3. Select Passkey Settings.
This page lists the Passkeys that you have saved on your computer. You may use it to search for any Passkey. Currently, the only option that is available is to delete the saved keys. This may be useful if you want to share the computer with someone else.
Followed it through, setting up for PIN.
I log in with a PIN.
I then open Chrome and log into Google (email and password at the only option).
Google then prompts to enter a PIN to set up a Passkey.
PIN Entered, Google says it already exists.
Back to Windows settings, there is no Passkeys settings.
How does Windows 11 manage to set a Google Passkey that does not function but Google knows it exists?
Passkeys deleted from Google. I understand how to solve password problems and will stick with those. .
“…This process saves the Passkey on your mobile device, so you now have 2 keys, one on your phone and one on your PC. This may seem tedious, but since Passkeys aren’t synchronized between devices or the server (Apple iCloud Keychain is an exception to this), this is the only way to store Passkeys on multiple devices.”
I thought the main appeal of multi-device FIDO credentials (passkeys) over FIDO2 was that they sync between devices. Now they don’t? Is this a case of Microsoft and Google not being willing to work together?

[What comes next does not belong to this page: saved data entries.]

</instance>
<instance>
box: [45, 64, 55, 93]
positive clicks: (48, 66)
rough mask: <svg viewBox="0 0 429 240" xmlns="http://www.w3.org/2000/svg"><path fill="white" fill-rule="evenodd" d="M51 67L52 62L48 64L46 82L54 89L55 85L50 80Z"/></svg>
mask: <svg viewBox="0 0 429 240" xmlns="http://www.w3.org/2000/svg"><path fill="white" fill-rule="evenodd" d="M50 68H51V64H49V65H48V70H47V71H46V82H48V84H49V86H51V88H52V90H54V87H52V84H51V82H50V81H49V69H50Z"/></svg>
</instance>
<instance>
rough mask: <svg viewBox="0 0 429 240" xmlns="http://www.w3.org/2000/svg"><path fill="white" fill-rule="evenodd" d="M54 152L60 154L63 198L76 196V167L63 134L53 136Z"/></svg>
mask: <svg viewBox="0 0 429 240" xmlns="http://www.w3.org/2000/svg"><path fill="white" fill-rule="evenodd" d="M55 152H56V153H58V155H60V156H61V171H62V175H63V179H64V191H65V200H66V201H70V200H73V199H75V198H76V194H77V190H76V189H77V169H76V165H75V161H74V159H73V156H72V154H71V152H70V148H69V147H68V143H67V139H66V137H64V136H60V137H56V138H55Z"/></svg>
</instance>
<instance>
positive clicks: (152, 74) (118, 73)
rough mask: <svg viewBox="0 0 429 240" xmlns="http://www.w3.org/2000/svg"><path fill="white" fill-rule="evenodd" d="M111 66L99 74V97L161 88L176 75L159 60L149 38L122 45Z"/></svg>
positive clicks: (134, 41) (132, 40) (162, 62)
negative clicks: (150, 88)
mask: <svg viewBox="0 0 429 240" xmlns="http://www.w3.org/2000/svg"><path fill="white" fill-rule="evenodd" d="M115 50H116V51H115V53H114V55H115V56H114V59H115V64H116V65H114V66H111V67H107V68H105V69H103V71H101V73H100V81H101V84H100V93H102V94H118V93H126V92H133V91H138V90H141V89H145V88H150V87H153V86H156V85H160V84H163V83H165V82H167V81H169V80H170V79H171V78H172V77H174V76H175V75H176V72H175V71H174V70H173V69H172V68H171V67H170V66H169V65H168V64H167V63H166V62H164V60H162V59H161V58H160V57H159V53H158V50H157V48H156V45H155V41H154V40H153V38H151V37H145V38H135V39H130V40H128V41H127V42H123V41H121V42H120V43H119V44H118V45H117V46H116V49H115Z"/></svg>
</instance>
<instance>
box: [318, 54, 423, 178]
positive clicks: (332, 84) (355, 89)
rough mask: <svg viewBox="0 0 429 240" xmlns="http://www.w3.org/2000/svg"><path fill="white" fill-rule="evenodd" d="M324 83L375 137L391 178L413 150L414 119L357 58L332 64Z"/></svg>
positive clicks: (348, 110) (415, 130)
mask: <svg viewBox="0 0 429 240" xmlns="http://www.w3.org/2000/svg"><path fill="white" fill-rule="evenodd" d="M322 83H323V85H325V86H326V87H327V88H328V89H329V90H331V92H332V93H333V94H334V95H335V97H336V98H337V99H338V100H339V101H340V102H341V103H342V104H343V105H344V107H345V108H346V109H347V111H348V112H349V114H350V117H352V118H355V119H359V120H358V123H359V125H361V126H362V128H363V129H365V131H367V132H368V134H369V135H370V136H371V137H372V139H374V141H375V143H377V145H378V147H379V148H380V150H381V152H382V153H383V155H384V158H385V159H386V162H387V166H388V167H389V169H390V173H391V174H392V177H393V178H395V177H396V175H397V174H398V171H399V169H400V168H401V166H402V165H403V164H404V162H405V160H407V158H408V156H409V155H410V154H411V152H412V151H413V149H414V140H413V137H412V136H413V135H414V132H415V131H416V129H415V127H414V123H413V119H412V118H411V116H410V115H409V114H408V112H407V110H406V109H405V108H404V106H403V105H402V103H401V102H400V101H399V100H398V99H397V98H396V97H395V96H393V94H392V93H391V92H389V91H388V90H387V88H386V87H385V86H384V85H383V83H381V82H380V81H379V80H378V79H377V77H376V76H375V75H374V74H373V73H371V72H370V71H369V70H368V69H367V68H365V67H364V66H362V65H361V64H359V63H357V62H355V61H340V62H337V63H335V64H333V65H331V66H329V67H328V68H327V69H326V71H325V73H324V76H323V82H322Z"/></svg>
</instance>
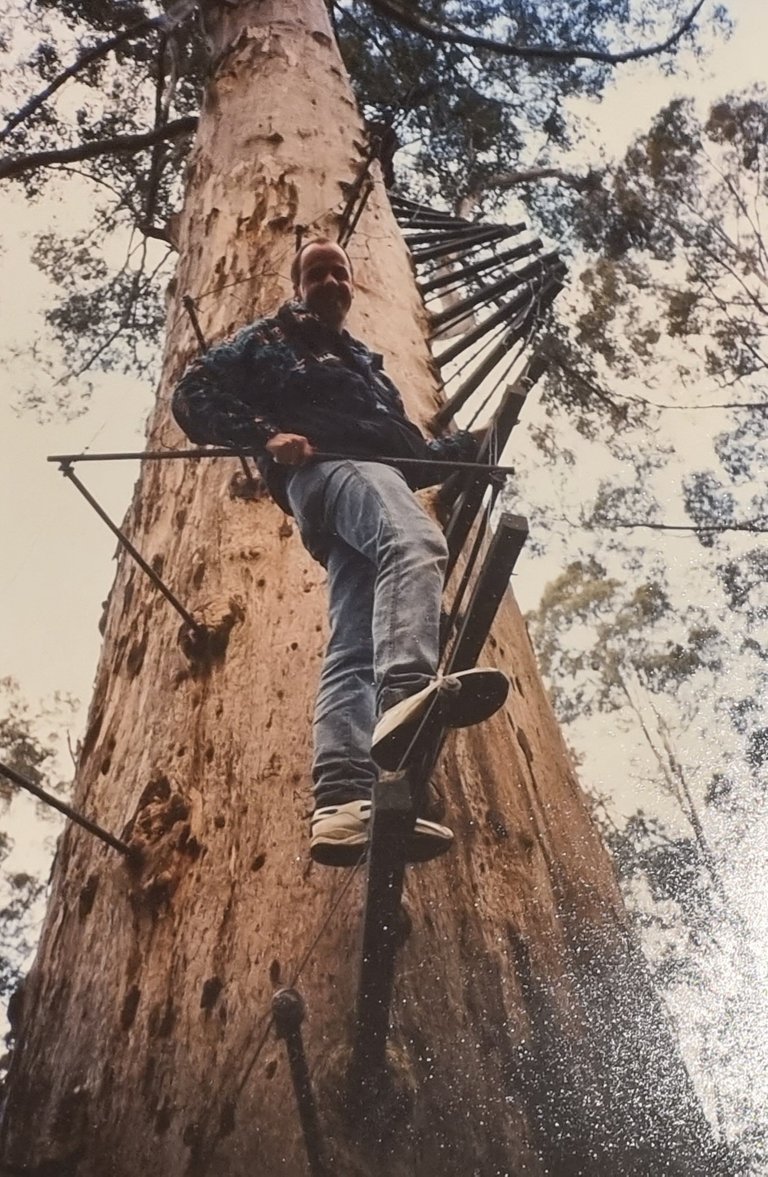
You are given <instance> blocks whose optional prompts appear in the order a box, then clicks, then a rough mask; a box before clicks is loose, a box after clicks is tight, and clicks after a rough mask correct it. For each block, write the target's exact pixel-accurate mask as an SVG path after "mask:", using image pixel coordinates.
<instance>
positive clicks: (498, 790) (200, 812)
mask: <svg viewBox="0 0 768 1177" xmlns="http://www.w3.org/2000/svg"><path fill="white" fill-rule="evenodd" d="M206 27H207V33H208V36H209V41H211V49H212V58H213V60H214V62H215V64H216V65H215V68H214V71H213V73H212V77H211V81H209V84H208V87H207V92H206V95H205V101H203V106H202V111H201V117H200V121H199V127H198V135H196V140H195V145H194V148H193V151H192V153H191V158H189V166H188V171H187V192H186V199H185V208H183V215H182V219H181V232H180V257H179V268H178V274H176V279H175V284H174V287H173V290H174V291H175V292H176V293H175V294H173V297H172V304H171V307H169V313H168V324H169V327H168V335H167V343H166V350H165V358H163V367H162V377H161V381H160V388H159V395H158V404H156V407H155V410H154V413H153V415H152V420H151V427H149V431H148V446H149V448H153V450H155V451H156V450H162V448H163V447H165V446H166V445H167V444H168V441H172V444H173V445H175V446H178V445H180V444H181V438H180V437H179V434H178V431H176V430H175V426H174V425H173V423H172V420H171V417H169V410H168V399H169V394H171V390H172V387H173V384H174V381H175V380H176V379H178V377H179V375H180V373H181V371H182V368H183V366H185V365H186V363H187V361H188V360H189V359H191V358H192V355H193V354H194V353H195V351H196V341H195V339H194V332H193V330H192V326H191V324H189V321H188V319H187V317H186V315H185V314H183V311H182V308H181V306H180V305H179V304H178V302H176V301H174V299H176V298H178V292H183V291H206V290H211V288H213V287H219V286H221V285H222V281H221V279H222V278H226V279H227V281H232V282H233V284H234V282H239V285H238V286H234V287H232V288H227V290H222V291H221V292H220V298H219V300H218V301H215V302H214V301H213V300H211V299H209V300H207V301H206V304H205V321H203V322H202V325H201V327H202V331H203V333H205V338H206V339H208V340H211V341H215V340H219V339H221V338H225V337H226V335H228V334H229V333H232V332H233V331H234V330H236V328H238V327H239V326H241V325H242V322H243V321H245V320H246V319H247V318H248V317H251V315H252V314H258V313H263V312H269V311H272V310H273V308H274V306H275V305H276V304H278V302H279V301H280V300H281V299H282V298H285V297H286V295H287V294H288V293H289V277H288V271H289V264H290V258H292V254H293V246H294V232H295V228H296V226H298V225H301V226H308V227H309V232H312V231H315V232H323V233H325V234H327V235H329V237H333V228H334V226H335V225H338V218H339V215H340V213H341V210H342V207H343V189H342V185H348V184H350V182H352V181H353V180H354V177H355V174H356V172H358V168H359V166H360V152H359V149H356V148H355V146H354V144H355V141H356V142H361V141H363V134H362V125H361V120H360V118H359V114H358V113H356V111H355V107H354V101H353V98H352V91H350V87H349V82H348V79H347V77H346V74H345V71H343V67H342V65H341V60H340V56H339V53H338V49H336V47H335V42H334V40H333V34H332V28H330V26H329V22H328V14H327V11H326V6H325V4H323V2H322V0H246V2H242V4H240V5H236V6H233V5H226V6H225V5H222V6H207V8H206ZM372 175H373V177H374V179H375V187H374V191H373V192H372V194H370V197H369V199H368V201H367V204H366V207H365V211H363V213H362V215H361V219H360V221H359V224H358V227H356V230H355V234H354V235H353V238H352V240H350V244H349V250H350V253H352V257H353V261H354V265H355V277H356V279H358V282H359V294H358V300H356V305H355V310H354V313H353V315H352V318H350V324H349V325H350V330H352V331H353V332H354V333H358V334H360V335H362V337H363V338H365V339H366V340H367V341H368V343H370V344H372V345H373V346H374V347H375V348H376V350H379V351H381V352H382V353H383V354H385V355H386V357H387V366H388V368H389V370H390V372H392V374H393V377H394V378H395V380H396V381H398V384H399V385H400V386H401V387H402V390H403V393H405V394H406V398H407V401H408V408H409V412H410V413H412V415H413V417H414V418H415V419H416V420H419V421H421V423H422V424H425V425H426V423H427V421H428V419H429V418H430V417H432V415H433V414H434V412H435V410H436V407H438V405H439V390H438V387H436V383H435V378H434V368H433V365H432V363H430V357H429V353H428V348H427V344H426V335H427V326H428V324H427V317H426V313H425V310H423V306H422V304H421V301H420V299H419V295H418V291H416V288H415V285H414V281H413V274H412V267H410V259H409V257H408V254H407V251H406V247H405V245H403V241H402V238H401V235H400V233H399V231H398V228H396V224H395V220H394V217H393V214H392V212H390V210H389V206H388V204H387V199H386V194H385V192H383V186H382V184H381V181H380V179H379V172H378V166H376V165H375V164H374V165H372ZM248 275H252V282H251V285H248V282H247V281H243V279H247V278H248ZM127 530H128V532H129V534H131V536H132V537H133V539H134V540H135V543H136V547H138V548H140V550H141V551H142V552H145V553H146V554H147V558H148V560H149V561H151V563H154V564H155V565H156V564H158V559H156V557H159V553H162V557H163V560H165V564H166V565H167V567H168V568H171V567H172V568H173V576H174V585H176V586H178V588H179V593H180V597H181V598H182V599H183V600H185V601H188V604H189V607H191V610H193V611H194V616H195V617H201V618H202V620H203V621H205V624H206V625H215V624H216V619H220V618H222V617H231V618H233V625H232V630H231V634H229V641H228V645H227V650H226V654H225V657H223V658H221V659H219V660H216V661H215V663H211V664H206V665H202V666H196V665H192V666H191V665H189V664H188V663H187V661H186V660H183V658H181V656H180V653H179V650H178V645H176V621H175V617H174V616H173V614H172V613H171V611H169V610H167V609H166V607H165V605H163V603H162V601H159V600H158V598H156V594H155V593H154V590H153V588H152V586H151V585H148V584H146V583H145V580H143V578H142V577H141V576H140V574H139V573H138V572H136V570H135V568H134V567H133V565H132V563H131V561H129V560H127V559H125V558H121V559H120V560H119V565H118V572H116V578H115V583H114V586H113V590H112V593H111V598H109V605H108V611H107V616H106V627H105V644H103V651H102V656H101V661H100V665H99V670H98V674H96V683H95V691H94V698H93V701H92V706H91V712H89V718H88V726H87V731H86V734H85V739H84V744H82V750H81V754H80V763H79V767H78V773H76V780H75V786H74V804H75V805H76V806H78V807H80V809H82V807H84V802H87V811H88V813H92V814H93V816H94V818H95V819H98V822H99V824H101V825H103V827H105V829H111V830H123V831H125V832H123V838H126V840H132V842H133V840H135V839H139V840H140V843H141V845H142V851H143V858H142V862H143V867H142V886H141V889H140V890H136V887H135V886H134V885H133V884H132V880H129V879H128V878H127V875H128V872H126V871H125V870H123V869H122V866H121V864H120V863H118V864H116V866H115V865H114V863H113V860H112V859H113V857H114V856H111V857H109V860H107V859H106V853H107V852H106V850H102V847H100V846H99V845H98V844H96V845H94V842H93V839H92V838H91V837H89V836H88V834H87V833H85V832H82V833H80V832H79V831H76V830H75V829H73V827H69V829H68V830H67V831H66V833H65V834H64V837H62V839H61V842H60V845H59V852H58V855H56V860H55V865H54V870H53V878H52V895H51V904H49V910H48V915H47V918H46V923H45V927H44V933H42V938H41V943H40V947H39V951H38V956H36V960H35V963H34V966H33V969H32V971H31V973H29V976H28V978H27V980H26V983H25V989H24V999H22V1000H21V1002H20V1016H19V1025H18V1033H16V1045H15V1049H14V1056H13V1060H12V1065H11V1072H9V1076H8V1083H7V1091H6V1099H5V1108H4V1121H2V1126H1V1129H0V1163H4V1164H5V1165H6V1166H7V1168H9V1169H12V1170H13V1169H14V1168H15V1169H16V1170H24V1171H27V1172H31V1173H38V1175H42V1173H54V1172H55V1173H61V1175H64V1173H71V1175H72V1177H75V1175H76V1177H103V1175H105V1173H106V1172H108V1173H109V1177H135V1173H138V1172H141V1173H142V1175H145V1177H214V1175H216V1173H226V1175H227V1177H253V1173H254V1172H259V1173H263V1175H265V1177H273V1175H278V1173H280V1175H285V1177H305V1173H306V1171H307V1170H306V1166H307V1157H306V1150H305V1146H303V1141H302V1136H301V1129H300V1126H299V1123H298V1117H296V1116H295V1115H293V1113H292V1115H289V1116H288V1115H286V1109H287V1108H292V1106H293V1090H292V1080H290V1075H289V1069H288V1066H287V1064H286V1059H285V1056H283V1051H282V1050H281V1048H280V1044H279V1043H278V1042H276V1040H275V1039H274V1036H272V1035H267V1033H266V1031H265V1022H263V1018H265V1016H268V1012H269V1009H271V1003H272V997H273V995H274V992H275V991H278V990H279V989H281V988H283V986H285V984H286V980H287V979H288V978H290V977H292V975H293V972H294V969H295V965H296V962H299V960H302V964H303V965H305V966H303V969H302V982H301V988H302V995H305V996H306V998H307V1005H308V1009H309V1010H310V1017H309V1018H308V1019H307V1023H306V1024H305V1028H303V1029H305V1033H303V1040H305V1043H306V1052H307V1060H308V1068H309V1071H310V1073H312V1077H313V1084H314V1088H315V1091H316V1096H318V1118H319V1122H320V1123H319V1128H320V1131H321V1133H322V1139H323V1146H327V1150H328V1153H329V1166H330V1169H332V1171H334V1172H339V1173H340V1175H341V1173H343V1175H345V1177H362V1175H366V1177H385V1175H386V1177H433V1175H434V1173H435V1172H436V1171H440V1172H441V1173H445V1175H447V1177H467V1175H468V1173H472V1172H476V1171H478V1170H480V1171H481V1172H482V1173H483V1177H492V1175H496V1177H501V1175H506V1173H509V1172H525V1173H526V1175H529V1177H545V1173H548V1172H549V1173H557V1177H575V1175H581V1173H583V1175H585V1177H586V1175H590V1177H592V1175H594V1173H595V1172H600V1173H605V1175H607V1177H614V1175H615V1177H628V1175H629V1177H633V1175H641V1173H643V1175H647V1173H648V1172H665V1173H666V1175H673V1173H679V1175H683V1173H684V1175H686V1177H695V1175H700V1173H701V1175H703V1173H706V1175H707V1177H713V1175H715V1173H716V1172H719V1171H721V1166H720V1164H719V1162H717V1158H716V1156H715V1151H714V1145H713V1142H712V1136H710V1132H709V1130H708V1128H707V1124H706V1122H704V1119H703V1116H702V1115H701V1111H700V1109H699V1106H697V1104H696V1100H695V1098H694V1096H693V1092H692V1089H690V1084H689V1082H688V1078H687V1075H686V1072H684V1068H683V1066H682V1064H681V1062H680V1058H679V1056H677V1052H676V1048H675V1043H674V1039H673V1037H672V1033H670V1031H669V1028H668V1026H667V1025H666V1023H665V1020H663V1017H662V1016H661V1011H660V1009H659V1005H657V1003H656V1002H655V998H654V996H653V991H652V989H650V986H649V984H648V977H647V972H646V970H645V965H643V963H642V959H641V958H640V957H639V956H637V953H636V952H635V950H634V947H633V945H632V940H630V938H629V936H628V933H627V927H626V919H625V915H623V909H622V904H621V899H620V895H619V890H617V886H616V882H615V877H614V872H613V870H612V866H610V864H609V862H608V859H607V857H606V855H605V852H603V850H602V847H601V845H600V842H599V838H597V834H596V831H595V829H594V826H593V824H592V822H590V819H589V816H588V812H587V807H586V805H585V800H583V797H582V794H581V792H580V791H579V787H577V785H576V782H575V778H574V774H573V770H572V766H570V763H569V759H568V756H567V752H566V749H565V745H563V743H562V739H561V737H560V733H559V731H557V727H556V725H555V722H554V718H553V714H552V710H550V707H549V704H548V701H547V698H546V693H545V691H543V689H542V685H541V683H540V679H539V676H537V672H536V667H535V664H534V659H533V654H532V651H530V649H529V644H528V640H527V636H526V631H525V626H523V624H522V620H521V618H520V614H519V612H517V611H516V607H515V605H514V601H513V600H512V599H510V598H508V600H507V604H506V605H505V606H503V607H502V610H501V611H500V616H499V618H497V620H496V624H495V626H494V631H493V636H492V638H490V639H489V641H488V643H487V644H486V647H485V656H483V657H485V660H488V661H490V663H493V664H499V665H501V666H502V667H505V669H507V670H508V672H509V673H510V676H512V679H513V690H512V691H510V698H509V700H508V703H507V705H506V707H505V710H503V711H502V712H500V713H499V714H497V716H496V717H494V719H493V720H492V722H490V723H489V724H487V725H486V726H485V727H483V729H481V730H478V731H470V732H467V733H458V734H454V736H452V737H450V739H449V742H448V744H447V746H446V751H445V752H443V757H442V760H441V765H440V767H439V771H438V773H436V785H438V787H439V790H440V793H441V796H442V797H443V798H445V802H446V804H447V806H448V810H449V820H450V823H452V824H453V825H454V827H455V830H456V834H458V845H456V849H455V850H454V851H453V852H452V853H450V855H448V856H446V857H445V858H442V859H441V860H439V862H436V863H433V864H428V865H426V866H422V867H418V869H408V871H407V873H406V884H405V904H406V907H407V913H408V920H407V926H408V929H409V931H408V932H407V935H406V938H405V943H403V944H402V946H401V951H400V958H399V965H398V970H396V973H395V978H394V986H395V993H394V998H395V999H394V1003H393V1025H392V1037H390V1044H389V1049H388V1057H389V1058H390V1059H392V1060H393V1062H392V1065H393V1068H394V1069H395V1070H396V1072H398V1082H396V1083H395V1084H393V1089H396V1090H398V1091H401V1092H405V1093H406V1095H405V1096H403V1098H401V1099H400V1116H401V1118H400V1122H399V1126H398V1130H396V1131H392V1132H390V1133H389V1135H386V1132H385V1131H383V1130H382V1131H381V1132H378V1131H376V1132H374V1133H372V1132H368V1123H367V1122H363V1123H360V1122H358V1123H355V1122H354V1121H353V1122H352V1123H350V1119H349V1116H348V1115H347V1109H348V1099H347V1096H348V1092H347V1090H346V1075H347V1069H348V1059H349V1052H350V1046H352V1042H353V1032H354V1005H355V989H356V979H358V978H356V958H358V949H359V943H360V939H359V938H360V930H361V905H362V883H363V879H362V878H361V877H360V876H356V877H355V878H353V879H352V885H349V889H348V891H347V893H346V898H345V903H343V904H339V906H338V909H335V911H334V915H333V918H332V919H328V920H327V924H326V925H323V935H322V937H321V938H320V939H319V940H318V943H316V944H315V945H314V947H313V951H312V953H310V955H309V957H308V958H306V951H307V946H308V945H309V944H312V940H313V935H314V932H315V930H316V927H318V926H320V925H321V922H322V920H323V917H325V916H326V913H327V912H328V909H329V907H330V906H332V903H333V896H334V895H335V893H336V889H338V887H339V885H340V884H339V882H338V877H336V873H335V872H333V871H328V870H327V869H325V870H323V869H319V867H316V866H310V865H309V862H308V858H307V827H306V826H307V822H306V817H307V811H308V807H309V805H308V798H309V791H308V779H307V766H308V764H309V753H310V749H309V738H310V710H312V696H313V693H314V683H315V680H316V674H318V669H319V659H320V657H321V652H322V646H323V627H325V607H326V606H325V590H323V584H322V580H323V576H322V571H321V570H320V567H319V566H318V565H316V564H314V563H313V561H312V559H310V558H309V557H308V556H307V554H306V552H305V551H303V548H302V547H301V545H300V543H299V539H298V536H296V534H295V528H294V527H293V525H290V524H286V520H285V518H283V516H282V513H281V512H280V511H279V510H276V508H275V507H274V505H273V504H271V503H269V501H267V500H265V499H260V500H252V501H248V500H245V499H242V498H236V497H235V498H232V497H231V492H229V479H228V474H227V472H226V464H223V463H205V464H199V465H195V464H192V463H187V461H171V463H165V461H163V463H153V464H147V465H145V467H143V470H142V473H141V479H140V483H139V484H138V487H136V491H135V494H134V499H133V503H132V505H131V507H129V511H128V519H127ZM31 1125H34V1131H31ZM557 1125H560V1126H557ZM368 1142H370V1143H368Z"/></svg>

Why is this not a device-independent universal implementation, where passkeys can sync across platforms as long as the device meets the requirements to keep the private key secure (I.E. has secure hardware to support it such as TPM, Secure Enclave, TrustZone, etc.).
As it is, this means we now have vendor lock in – for example, what happens when someone with all their passkeys stored on their Apple devices wants to use Windows or Android instead – does this mean they can’t because they’re locked in to Apple now? Likewise, if someone has an Android phone, drops it in a lake and decides they want to buy an iPhone, all their passkeys are now going to be stuck in their Google account with no way to move them?
“…I lost my device, what do I do to access my account? Don’t panic, just sign in with your password normally, and you can remove the Passkey from the lost device remotely. Remember, Passkeys do not replace passwords, so don’t worry about losing your account.”
It just gets worse. The whole appeal of FIDO is supposed to be that there are no passwords to steal or phish. If people still need to have passwords, then this offers no benefit. What on earth is going on?
Based on the article, all the promised advantages of multi-device FIDO credentials (passkeys) are non existent for those using Windows and Android. FIDO passkeys have gone from what was a promising future for replacing passwords, to a complete unappealing mess. The technology is great, but it is too poorly implemented to gain mainstream support (again) – just like was the case with FIDO U2F and FIDO2.
“stored securely in Windows”
This oxymoron is getting old, but it is just as dangerous as when it was new!
1Password will save your passkey between devices.